We see in travelling clairvoyance,[117] just as we see in crystal-visions, a kind of fusion of all our forms of supernormal faculty. There is telepathy, telæsthesia, retrocognition, precognition; and in the cases reported by Cahagnet, which will be referred to in Chapter IX., there is apparently something more besides. We see, in short, that any empirical inlet into the metetherial world is apt to show us those powers, which we try to distinguish, coexisting in some synthesis by us incomprehensible. Here, therefore, just as with the crystal-visions, we have artificially to separate out the special class of phenomena with which we wish first to deal.

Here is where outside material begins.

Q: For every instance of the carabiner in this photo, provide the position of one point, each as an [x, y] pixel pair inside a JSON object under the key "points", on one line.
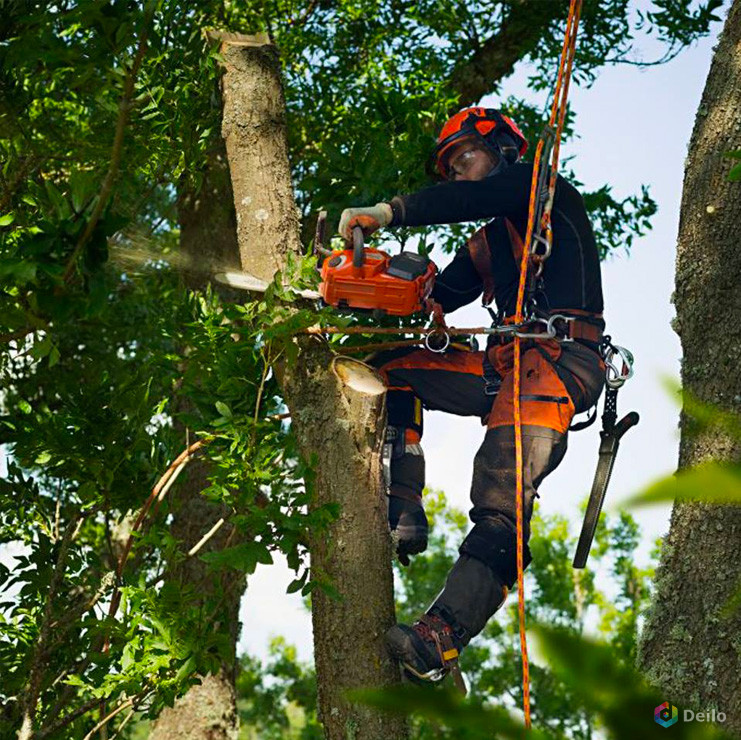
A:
{"points": [[438, 333], [616, 378]]}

In these experiments, then, there seems to be an independent power of visiting almost any desired place, its position having been perhaps first explained by reference to some landmark already known. The clairvoyante (I use the female word, but in several cases a man or boy has shown this power) will frequently miss her way, and describe houses or scenes adjacent to those desired. Then if she—almost literally—gets on the scent,—if she finds some place which the man whom she is sent to seek has some time traversed,—she follows up his track with greater ease, apparently recognising past events in his life as well as present circumstances.